Here at 4GoodHosting, we’re in a spot like any other Canadian web hosting provider where we see the incredible benefits this type of mobile connectivity is going to provide for us, but we’re also obviously aware of the operation challenges that these data demands are going to put on data centers across Canada.

Every online activity involves massive amounts of data that’s stored in different data centers, and while there’s many different sizes of them it is the large data centers that may overheat on account of the billions of gigabytes of data being created and used all around the world. Data centers and their IT equipment – servers, networking and storage equipment – consume mammoth amounts of energy to run AND work to cool the heat which emanates from the IT equipment going at or near capacity much of the time.

In fact, cooling is far and away the biggest consumer of electrical power in nearly all data center, and sometimes they may take up to 40 or 50 percent of all the power being used in certain ones.

Here’s something else to consider; this round-the-clock global data center energy consumption eats up roughly 3% of all globally generated power, and makes up 4% of greenhouse gas emissions. That puts the ICT industry at par with the airline industry in as far as those emissions, but it’s the data centers that are said to have the fastest growing carbon footprint among the entire ICT sector – to the tune of almost 1/4 of global carbon dioxide emissions from ICT.

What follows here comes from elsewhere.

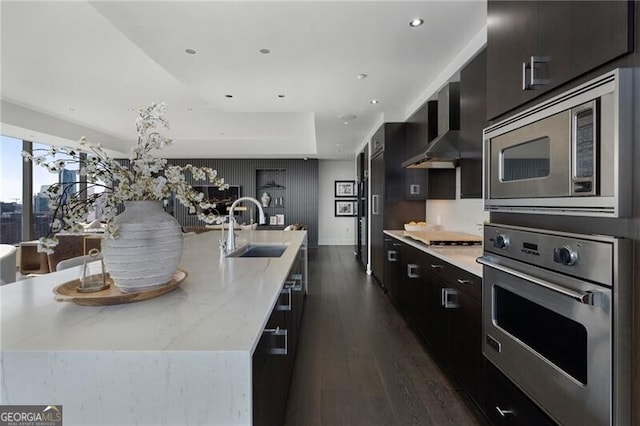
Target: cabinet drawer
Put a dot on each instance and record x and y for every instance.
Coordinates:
(507, 405)
(462, 280)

There have been energy efficiency improvements, but it’s predicted that data center energy use will grow by 4% between 2014 and 2020.

Technological Advances in Cooling

The biggest change from recent years is that demand for data centers among cloud service providers, enterprises, government agencies, colocation providers and telecommunication organizations has increased in a big way along with the increased implementation of advanced technologies such as cloud-based services for their operational business needs.

Factor in as well the rapid growth of new technological trends like big data analytics, A.I. and machine learning, cryptocurrencies and the IoT. Bitcoin mining also burns huge amount of electricity.

All these new services and enhanced products is also pumping up demand for powerful computing hardware. This creates space needs and design implications for high-density racks that can be both powered and cooled.

P.U.E. stands for Power Usage Effectiveness, and all of these developments make it difficult to have reasonable PUE and be a ‘Green’ data center. The ideal PUE is 1.0, and that indicates maximum attainable efficiency along with no overhead energy.

Which leads us to cooling.

Air cooling struggles to effectively lower the operating temperatures of data center hardware these days, but liquid immersion cooling is much more effective. Liquid immersion cooled data centers are more compact, modular, green and highly efficient, saving up to 99% of electricity compared to traditional data center cooling themselves with chillers, heat pumps and HVAC.

Server immersion cooling makes it possible to significantly reduce their data center energy load, and that’s independent of how their PUE is doing. Hardware or servers are kept submerged in what is typically an oil-based liquid that is dielectric and thermally conductive.

This in turn allows data centers to employ evaporative or adiabatic cooling towers instead of chiller-based air cooling.

Submer Technologies is one new player on the scene that has a quality oil-based data center product, using a coolant fluid which is 100% biodegradable dielectric fluid and ensures an impressive 1.03 PUE plus a 45% savings on traditional electricity bill and hyper scaler efficiency. It’s great for web hosts, cloud providers, edge computing, cryptocurrency mining, blockchain and research data centers.

Big Data needs to stay cool too, and it would seem air is soon to be relieved of its duties there in most data centers around the world.